Kari Following Pacemaker Surgery

Surgeons inserted a pacemaker underneath Kari's muscle. The device is connected to an app on her phone and can alert her doctors if something isn't right.

"My pacemaker is programmed for a rate drop, so what happens to my heart rate is - I'm going along at 80 [beats per minute] and then all of a sudden, I drop significantly and then I just go asystole where I have no electrical activity in my heart at all," she described. "So, my pacemaker is programmed that if I drop 15 beats quickly then my pacemaker will fire. It will start sensing and it will pop my heart rate back up."

One week after Kari received her pacemaker, she estimated that her pacemaker went off 15 times. In reality, she found out it went off nearly 600 times in one week.

"I'm so fortunate that I was where I was and I got the care that I did," she said. "In the Quad Cities, we're so fortunate to have the cardiology care that we do. I'm sure I'm a little bias because I work there, but he physicians and the staff and the care that we have here - it's amazing."

Kari With Her Family

Nearly a year later, Kari is feeling great and going to Mayo Clinic to see if doctors can figure out why this happened to her. In the meantime, she is telling her story and hoping others learn from it:

"I just kept thinking - of course it's not my heart. Of course it's not, because I'm 48 and there's nothing wrong with me - but it was - and it could be for anybody. I think we have to listen to our symptoms. We have to listen to our friends. We have to listen to our moms and sisters and our daughters that heart disease can affect us and will affect people we know and love."

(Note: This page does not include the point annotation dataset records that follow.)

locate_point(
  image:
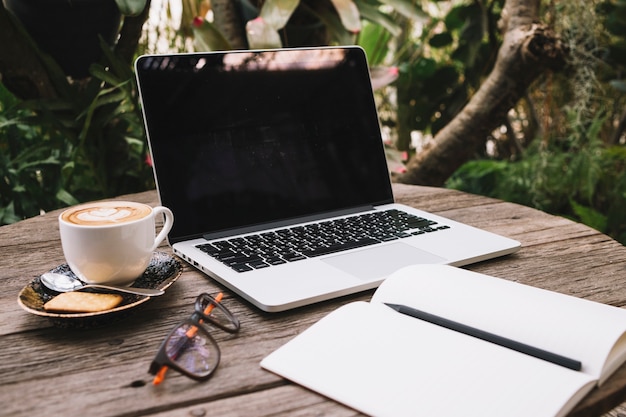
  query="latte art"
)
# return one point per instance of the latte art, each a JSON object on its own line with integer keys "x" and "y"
{"x": 108, "y": 213}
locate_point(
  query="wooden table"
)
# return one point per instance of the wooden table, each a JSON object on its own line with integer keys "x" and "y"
{"x": 50, "y": 371}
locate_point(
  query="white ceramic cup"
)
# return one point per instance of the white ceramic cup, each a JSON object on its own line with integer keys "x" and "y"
{"x": 111, "y": 242}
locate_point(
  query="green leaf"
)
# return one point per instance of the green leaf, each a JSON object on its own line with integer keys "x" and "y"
{"x": 276, "y": 13}
{"x": 440, "y": 40}
{"x": 207, "y": 37}
{"x": 374, "y": 15}
{"x": 131, "y": 7}
{"x": 65, "y": 197}
{"x": 619, "y": 85}
{"x": 407, "y": 8}
{"x": 349, "y": 14}
{"x": 589, "y": 216}
{"x": 261, "y": 35}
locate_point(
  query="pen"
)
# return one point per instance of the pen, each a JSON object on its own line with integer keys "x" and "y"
{"x": 488, "y": 337}
{"x": 160, "y": 375}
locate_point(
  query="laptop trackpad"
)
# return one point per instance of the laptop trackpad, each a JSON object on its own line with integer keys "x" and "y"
{"x": 381, "y": 261}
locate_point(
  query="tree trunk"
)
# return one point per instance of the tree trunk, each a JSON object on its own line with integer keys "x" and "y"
{"x": 21, "y": 71}
{"x": 528, "y": 50}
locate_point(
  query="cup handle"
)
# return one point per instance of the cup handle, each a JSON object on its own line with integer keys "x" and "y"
{"x": 169, "y": 221}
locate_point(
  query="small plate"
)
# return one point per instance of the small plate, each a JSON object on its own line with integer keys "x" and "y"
{"x": 162, "y": 272}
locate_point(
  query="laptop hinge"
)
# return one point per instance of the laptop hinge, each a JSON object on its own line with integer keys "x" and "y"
{"x": 285, "y": 223}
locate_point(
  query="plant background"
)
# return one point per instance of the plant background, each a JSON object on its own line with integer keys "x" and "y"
{"x": 562, "y": 149}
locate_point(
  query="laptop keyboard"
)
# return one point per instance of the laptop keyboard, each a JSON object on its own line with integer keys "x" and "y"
{"x": 300, "y": 242}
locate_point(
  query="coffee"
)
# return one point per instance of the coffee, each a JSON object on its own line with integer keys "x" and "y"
{"x": 111, "y": 242}
{"x": 106, "y": 213}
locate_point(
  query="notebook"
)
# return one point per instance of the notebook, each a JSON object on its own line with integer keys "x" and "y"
{"x": 253, "y": 149}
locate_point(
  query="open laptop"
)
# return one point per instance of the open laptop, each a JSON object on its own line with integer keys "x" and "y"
{"x": 252, "y": 149}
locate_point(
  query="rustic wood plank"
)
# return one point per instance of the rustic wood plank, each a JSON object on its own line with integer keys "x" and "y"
{"x": 107, "y": 367}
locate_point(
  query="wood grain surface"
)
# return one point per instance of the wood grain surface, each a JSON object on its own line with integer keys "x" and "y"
{"x": 52, "y": 371}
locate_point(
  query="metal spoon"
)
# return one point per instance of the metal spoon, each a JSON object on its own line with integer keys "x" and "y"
{"x": 64, "y": 283}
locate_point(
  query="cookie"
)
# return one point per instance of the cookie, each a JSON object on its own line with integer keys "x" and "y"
{"x": 82, "y": 302}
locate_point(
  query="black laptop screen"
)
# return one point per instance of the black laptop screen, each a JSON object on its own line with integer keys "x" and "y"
{"x": 242, "y": 139}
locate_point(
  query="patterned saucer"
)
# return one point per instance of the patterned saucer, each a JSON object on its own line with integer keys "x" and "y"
{"x": 162, "y": 272}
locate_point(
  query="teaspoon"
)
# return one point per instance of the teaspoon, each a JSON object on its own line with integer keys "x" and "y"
{"x": 64, "y": 283}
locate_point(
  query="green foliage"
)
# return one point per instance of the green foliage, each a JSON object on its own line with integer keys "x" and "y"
{"x": 578, "y": 177}
{"x": 86, "y": 144}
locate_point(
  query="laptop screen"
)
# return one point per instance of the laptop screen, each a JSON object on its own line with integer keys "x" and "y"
{"x": 241, "y": 139}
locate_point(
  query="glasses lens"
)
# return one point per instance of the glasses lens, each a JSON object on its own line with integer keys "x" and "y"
{"x": 216, "y": 313}
{"x": 191, "y": 348}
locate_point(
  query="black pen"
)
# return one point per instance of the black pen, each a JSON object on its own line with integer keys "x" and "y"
{"x": 489, "y": 337}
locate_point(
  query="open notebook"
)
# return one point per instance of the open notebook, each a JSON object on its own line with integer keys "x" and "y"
{"x": 384, "y": 363}
{"x": 252, "y": 150}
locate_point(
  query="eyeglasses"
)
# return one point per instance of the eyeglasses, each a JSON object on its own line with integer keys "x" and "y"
{"x": 189, "y": 348}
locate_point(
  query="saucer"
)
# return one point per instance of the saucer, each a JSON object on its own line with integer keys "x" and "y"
{"x": 162, "y": 272}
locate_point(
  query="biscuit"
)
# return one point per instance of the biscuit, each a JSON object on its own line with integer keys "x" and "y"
{"x": 82, "y": 302}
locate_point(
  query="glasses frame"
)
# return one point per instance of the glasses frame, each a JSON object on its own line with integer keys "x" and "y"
{"x": 197, "y": 319}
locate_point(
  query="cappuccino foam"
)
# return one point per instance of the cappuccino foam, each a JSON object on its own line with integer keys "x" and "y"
{"x": 107, "y": 213}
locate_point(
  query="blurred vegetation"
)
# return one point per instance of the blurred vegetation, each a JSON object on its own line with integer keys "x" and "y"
{"x": 562, "y": 150}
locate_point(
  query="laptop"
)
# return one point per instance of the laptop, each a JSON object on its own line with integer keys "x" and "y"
{"x": 273, "y": 164}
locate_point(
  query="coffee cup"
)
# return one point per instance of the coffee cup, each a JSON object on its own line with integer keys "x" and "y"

Kari will share that message - and more - as the Featured Heart Survivor during the 2019 Quad Cities Go Red for Women Dinner. The American Heart Association's Go Red for Women Movement is celebrating 15 years in 2019. Every year in the Quad Cities, it brings together a room of red for one day to educate women about the number one killer of women - heart disease.

"When I was thinking about doing this video and having to tell my story, I struggled because I wasn't warm and fuzzy and thankful and grateful and blessed right away," Kari said during her interview with WQAD News 8. "I was mad. I was not happy at all. I was signing the consent for the pacemaker and I was like - you've got to be kidding me. This is crazy. How is this happening to me?"

American Heart Association Go Red For Women logo (PRNewsFoto/American Heart Association)

"I think it's okay to be mad. We should be mad. This is affected 1 in 3 women. We should be mad enough to do something and to support the American Heart Association and support each other as women."